Regarding intracellular levels of AZM, we measured higher drug levels in PMN than in PBMC (39274 vs. 6648 ng/ml) (Figure 3, 4). These results are not in line with those of Amsden et al., who measured higher concentrations in PBMC than PMN (27 vs. 18 mg/l) 10 days after application of 1500 mg AZM (28). Wildfeuer et al., on the other hand, reported 53 mg/l in PMN and 1 mg/l in PBMC 14 days after an administration of 500 mg AZM for 3 consecutive days. However, none of those patients had undergone continuous dosing, and different methods in the handling of the blood samples could also be an explanation. In fact, Wildfeuer et al. described losses of about 25% of AZM from monocytes during one step of washing with PBS. Furthermore, when calculating intracellular concentrations, different study groups used different cell volumes (e.g. Wildfeuer et al. for PMN 450 fl; Amsden et al. for PMN 334 fl) (33). That indicates that the measured concentrations are not directly comparable with those of other study groups.
Furthermore, the reported studies were performed on healthy subjects whereas pathophysiological differences in lymphoma patients might contribute to the pattern of AZM distribution in this group. MALT lymphoma is characterized by chronic inflammation (34). Due to azithromycin being a weak base it accumulates at sites of low pH, such as tissues with ongoing inflammation and intracellularly in lysosomes and phagosomes (35). Our study population involved patients with MALT lymphomas of different origin, stage and disease activity. Taken into account that MALT lymphoma appears as a systemic disease in a multitude of cases, these factors might be, at least partly, an explanation for the heterogeneity of our data (36).
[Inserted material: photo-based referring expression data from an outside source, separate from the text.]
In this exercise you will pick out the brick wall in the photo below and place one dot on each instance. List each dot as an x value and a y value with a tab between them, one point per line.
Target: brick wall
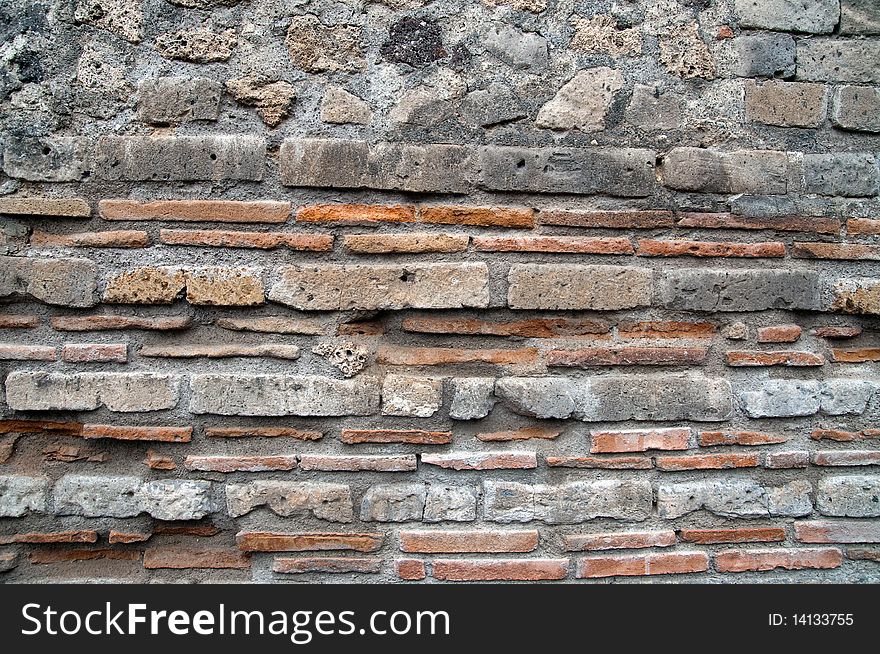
400	291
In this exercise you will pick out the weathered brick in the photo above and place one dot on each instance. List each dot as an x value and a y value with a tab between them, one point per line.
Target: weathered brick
624	172
499	569
546	286
325	501
759	172
772	559
420	286
282	395
180	158
342	163
218	211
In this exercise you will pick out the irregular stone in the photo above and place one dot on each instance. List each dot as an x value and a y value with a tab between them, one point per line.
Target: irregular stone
272	99
417	397
339	106
282	395
165	100
393	503
583	102
286	498
421	286
197	45
20	494
739	290
316	48
472	398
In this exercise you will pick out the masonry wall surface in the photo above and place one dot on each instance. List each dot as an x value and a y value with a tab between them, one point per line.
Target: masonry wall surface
404	291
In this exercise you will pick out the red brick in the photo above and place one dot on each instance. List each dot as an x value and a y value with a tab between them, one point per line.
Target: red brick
95	353
410	569
644	564
216	211
626	356
500	569
837	531
463	542
105	239
327	564
406	243
733	535
479	216
847	458
859	355
524	434
409	436
835	332
262	432
12	321
181	558
138	433
251	463
16	352
608	219
356	214
779	334
666	329
712	438
365	463
603	463
436	356
653	248
786	460
814	224
255	240
835	251
771	559
640	440
81	536
625	540
267	541
536	328
750	358
560	244
108	323
707	462
482	460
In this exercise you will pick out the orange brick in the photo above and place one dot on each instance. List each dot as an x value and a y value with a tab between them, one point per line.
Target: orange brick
410	436
463	542
608	219
255	240
561	244
771	559
814	224
625	540
653	248
779	334
500	569
748	358
644	564
733	535
479	216
181	558
707	462
267	541
626	356
357	214
138	433
216	211
437	356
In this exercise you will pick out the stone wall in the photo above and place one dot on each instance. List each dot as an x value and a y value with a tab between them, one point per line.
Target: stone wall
399	291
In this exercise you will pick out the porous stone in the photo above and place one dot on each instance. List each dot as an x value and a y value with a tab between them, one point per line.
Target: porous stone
582	102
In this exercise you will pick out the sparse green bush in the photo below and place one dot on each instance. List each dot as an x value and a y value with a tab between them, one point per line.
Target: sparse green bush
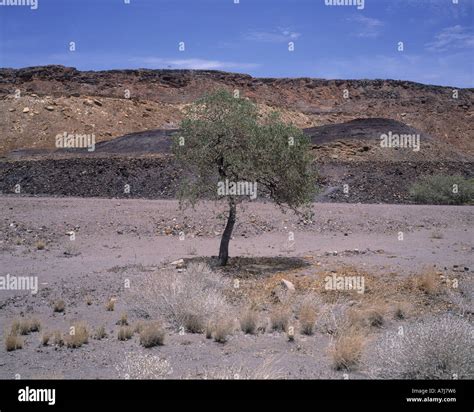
437	348
249	321
440	190
152	335
186	299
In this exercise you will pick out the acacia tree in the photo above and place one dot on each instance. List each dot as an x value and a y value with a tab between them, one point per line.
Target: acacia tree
223	139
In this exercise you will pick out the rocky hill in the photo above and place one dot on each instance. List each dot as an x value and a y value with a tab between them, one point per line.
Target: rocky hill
54	99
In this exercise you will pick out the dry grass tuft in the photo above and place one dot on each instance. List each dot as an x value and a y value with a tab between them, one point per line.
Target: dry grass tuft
123	320
45	338
364	317
439	347
208	329
428	282
125	333
59	306
347	349
137	365
307	318
78	335
13	342
186	299
152	334
223	328
40	245
249	322
279	318
402	310
25	326
100	333
58	338
110	305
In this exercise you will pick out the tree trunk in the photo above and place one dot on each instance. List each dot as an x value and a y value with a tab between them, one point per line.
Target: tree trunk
224	248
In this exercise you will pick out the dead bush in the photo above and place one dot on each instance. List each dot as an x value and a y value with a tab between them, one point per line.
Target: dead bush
280	318
59	306
249	321
437	348
428	282
110	305
78	335
151	335
307	318
137	365
13	342
347	348
186	299
125	333
223	328
100	333
24	326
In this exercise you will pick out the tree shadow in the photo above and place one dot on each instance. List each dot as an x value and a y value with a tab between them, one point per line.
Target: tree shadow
251	267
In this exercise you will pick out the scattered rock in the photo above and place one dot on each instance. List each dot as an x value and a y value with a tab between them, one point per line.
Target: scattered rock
288	285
Our expectation was, that as concentrations in PBMC might be similar to those of MALT lymphoma-lymphocytes, their determination could show a link between AZM dosing and treatment outcomes. Specifically, we were interested if failure to treatment might be due to insufficient AZM concentrations in lymphocytes. Our data did not hint at such a connection. However, in vitro studies by Ratzinger et al. show that relevant mTOR inhibitory concentrations require AZM concentrations of 10 mg/l in the culture medium, indicating far higher intracellular levels in lymphocytes under these conditions (21). Achieving such levels in vivo reasonably and safely is improbable. Nevertheless, further studies on AZM effects on MALT lymphomas using higher doses might be promising. It has been shown that even high daily doses (15 mg/kg/day over 24 weeks) of AZM in patients treated for cystic fibrosis were well tolerated (37). Apart from those data, we think that determining AZM concentrations in biopsy material of MALT lesions might be the most direct way to assess the situation on site. One could then evaluate, whether the local and the intracellular concentrations in PBMC and PMN are corresponding.
Interestingly, the AZM levels in PMN were significantly higher in patients without a response to treatment (Figure 4). This result has to be taken with some caution, as we were only able to compare 4 patients responding to therapy with 11 non-responders.
In case of gastric MALT-lymphoma, it is known that the ongoing inflammation attracts and activates neutrophils. Patients who were unresponsive to AZM therapy had either stable or progressing disease, indicating a greater disease activity and level of inflammation in this subgroup. Due to the pharmacological properties of AZM mentioned before, one can suspect an accumulation of AZM in PMN based on the increased disease activity in these patients, which would explain why this patient subgroup suffered a poor outcome.